SS: What advice can you give separating troops about starting their own businesses?
KE: The biggest thing is if it’s your dream, go after it! Figure out what you need to do, where you can market it and just go after it. We hold ourselves back by thinking that we can’t, for whatever reason — whether it’s mental, physical, emotional, financial, opportunistic or whatever. We too often let that hold us back, but we just have to figure out how we can. I honestly don’t spend much time on the Internet looking for help — I usually just go for it, and sometimes I get lucky. I established a team of people who are strong where I’m weak. Especially in the areas that I don’t feel too confident about, I pick the people that can fill in those gaps for me.

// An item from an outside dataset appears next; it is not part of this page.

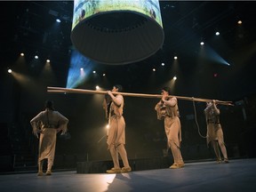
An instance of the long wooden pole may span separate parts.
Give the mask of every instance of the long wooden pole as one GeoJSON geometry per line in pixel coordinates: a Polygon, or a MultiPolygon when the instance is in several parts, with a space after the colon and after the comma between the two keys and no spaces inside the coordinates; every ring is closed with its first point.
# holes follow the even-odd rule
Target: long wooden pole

SS: How do separating troops — disabled or not — avoid feeling lost when they leave the military?
KE: It’s easy for any veteran when they get out of the military to feel like they are alone, but they’re not. This is another reason I support the nonprofits I do. I want to show people who think they’re alone that the resources are out there and there are ways to get involved.
Leaving the military is one of those situations in which you must remind yourself to evaluate and control how you react. If you choose to be overwhelmed by it, then, of course, you are going to stumble and let yourself down. But it is possible to control your feelings in positive ways. You just need to figure out what’s going to work best for you. If you have to try something new and be awful at it for a little while, OK. But work to figure out where your strengths and weaknesses are and then find the people who can help you to achieve your goals.
SS: How does it feel to look back and see how far you’ve come?
KE: That first year I had a hell of a time struggling with my purpose. I even tried taking my own life on the first anniversary of being hurt. There was a lot there for me to deal with. There was a lot to process and a lot to overcome, and every day was different. I am still dealing with pain and discomfort. There is always a battle, but that makes success that much sweeter when it comes.
I really hope to be able to inspire the world to use more of their potential and to show that the “disabled” can do whatever they seek to do and whatever their hearts desire.